In response to that column, a Globe letter-writer, Caroline Wang from Vancouver, offers an antidote that I think all of us who write progressive political blogs would heartily agree with. Rather than letting our disgruntlement and disillusionment be a reason to disengage from the political process, it should prompt all of us to channel our anger and become part of the solution:
Re A Disheartening Year In Canadian Politics (Dec. 20):
So isn’t it up to the “plenty of honourable and hard-working people” of Canada to change the unacceptable “culture of deceit, backscratching and venality” that appears endemic in political life and that caused the annus horribilis?
Jeffrey Simpson asks a good question: “How was it, with so many people complicit in the corruption for so long, that no one blew the whistle?”
If we want to see a change to the way of doing business that will promote a culture and system of legality and honour, this can only be done by Canadians who are “mad and disillusioned.”
The answer is not turning off. It is becoming more involved in order to challenge what is wrong.

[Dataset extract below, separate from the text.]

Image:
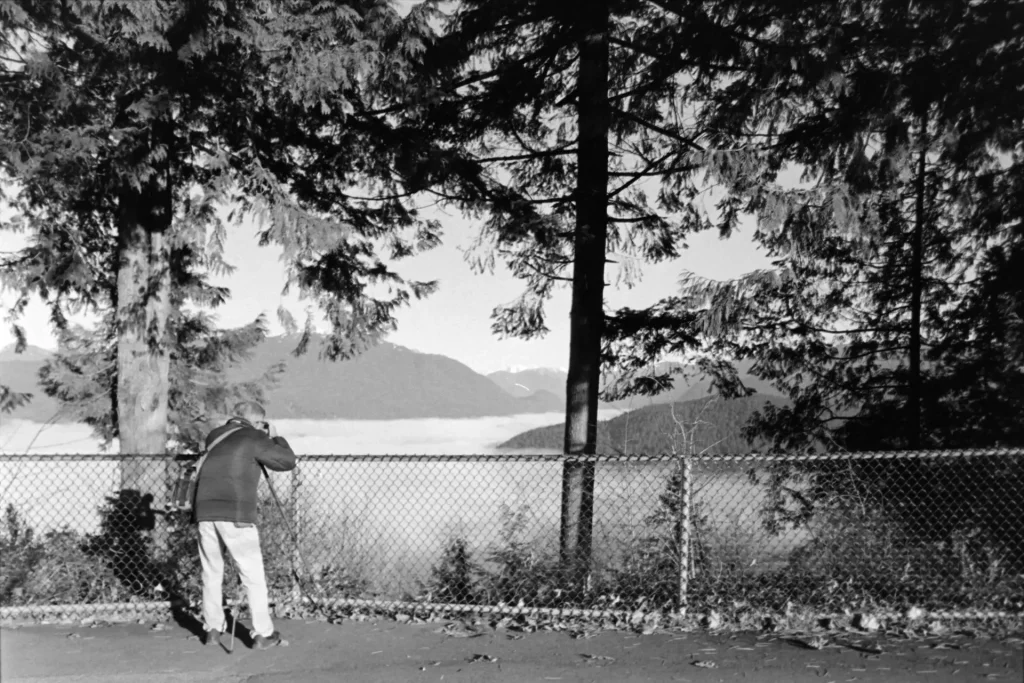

Working together to stamp out the disease of “widespread, prolonged and systemic corruption” wherever it happens to be in our society is the first step to recovery.
Electing exemplary leaders who will shape our future and create a legacy that reflects and defines our national character is the only way to create the best from Canadian politics.
May 2014 mark the year that increasing numbers of us channel our inner Peter Finch and use our anger and our passion for a better Canada by devoting at least part of each day to learning more about the people and parties who have betrayed the trust that the electoral system has given them.